Jerry paused. “It was. In an odd sort of hallucinogenic kind of way. Come on,” he added to Sascha and Mushroom Daddy.
“I wonder if I can find another van,” Daddy said wistfully. “Hey! We could drive back together!”
Digger Downs came by, his tape recorder in his hand. “Hey, guys,” he said.
Ray looked at him unenthusiastically. He still hadn’t forgiven Downs for once dripping blood on his fighting suit, sixteen years ago. “What do you want?” Ray asked.
“The story,” Digger said. “What happened between John Fortune and his father during those last moments?”
“Can’t you leave the kid alone?” Ray asked.
“No,” John Fortune said quietly. “I’ll tell him. I’ll tell him about the most powerful ace in the world, and the final gift he gave me.”
The Angel nodded. “Your father would want the story to come from you.”
Downs had his tape-recorder out and was listening with a wide grin—Visions of a Pulitzer probably dancing in his head, Ray thought—as Billy Ray and the Angel strolled away.
“Well,” Ray said, gesturing at the devastated lobby and the squads of cops and federal agents wandering around it in a daze, “alone at last. Got any plans for this evening?”
The Angel shook her head. “Do you?”
“I was thinking of a good meal, a hot shower, a romp in the sack, and then about twenty hours of sleep. How’s that sound?”
“Billy—” She stopped, started again. “I’ve got a lot of thinking to do.”
“We can always find some time for that. I guess.”
“Do you really believe that you and I can make it?”
Ray shrugged. “I don’t know. I believe we’d be crazy not to try, though. Besides, I could drink a case of you. Whatever that means.”
“You remember our song!”
“Remember it? Hell, I’ve never even heard it.”
The Angel smiled and put her head on his shoulder as they stepped through the debris littering the lobby floor.
“By the way,” Ray said. “You look bitching in red.”
Cardinal Romulus Contarini sat alone in Nighthawk’s suite. He jumped when Nighthawk opened the door and came in on silent feet.
“Well?” he asked.
Nighthawk sighed. “Well, you were wrong, as usual.”
“Wrong?” Contarini said angrily. “I was not wrong! I am righteous in my faith and in my wrath! We will begin again,” he said, a cunning look in his eyes. “The diabolists cannot match the might of Mother Church—”

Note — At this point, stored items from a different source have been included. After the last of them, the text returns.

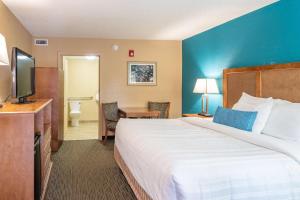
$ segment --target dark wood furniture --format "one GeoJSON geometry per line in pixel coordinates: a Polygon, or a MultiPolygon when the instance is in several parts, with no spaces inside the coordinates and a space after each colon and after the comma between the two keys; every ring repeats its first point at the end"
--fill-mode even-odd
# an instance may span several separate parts
{"type": "Polygon", "coordinates": [[[0,199],[34,199],[34,136],[40,135],[41,188],[51,172],[51,102],[5,103],[0,108],[0,199]]]}
{"type": "Polygon", "coordinates": [[[64,101],[62,86],[59,85],[60,79],[63,78],[63,72],[53,67],[37,67],[35,70],[35,99],[53,99],[52,102],[52,138],[51,149],[58,151],[63,143],[63,120],[64,120],[64,101]]]}
{"type": "Polygon", "coordinates": [[[160,115],[160,111],[142,107],[119,108],[119,111],[125,118],[158,118],[160,115]]]}
{"type": "Polygon", "coordinates": [[[104,139],[102,143],[105,144],[107,141],[108,132],[112,132],[114,134],[116,131],[116,126],[120,119],[120,113],[118,102],[102,103],[101,107],[104,121],[104,139]]]}
{"type": "Polygon", "coordinates": [[[148,109],[150,111],[159,111],[158,118],[169,118],[169,111],[170,111],[170,102],[148,102],[148,109]]]}
{"type": "Polygon", "coordinates": [[[182,114],[182,117],[199,117],[199,118],[203,118],[203,119],[212,119],[213,118],[213,117],[209,117],[209,116],[198,115],[197,113],[182,114]]]}

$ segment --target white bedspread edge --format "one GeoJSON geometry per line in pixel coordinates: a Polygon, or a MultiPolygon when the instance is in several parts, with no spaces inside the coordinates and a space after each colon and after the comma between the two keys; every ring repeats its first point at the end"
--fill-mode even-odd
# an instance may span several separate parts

“But you were right about one thing,” Nighthawk said thoughtfully as he approached the Cardinal. “There is a false prophet in this story.” He removed the glove from his left hand. “It was you,” he said, reaching for the cowering churchman.
He had barely said Hello, when suddenly it was time to say goodbye. But life, and death, are like that, Fortunato thought. He remembered the last great Zen lesson.
Enlightenment comes to you only when you stop looking for it.
He stood some where, on some thing, the universe open before him.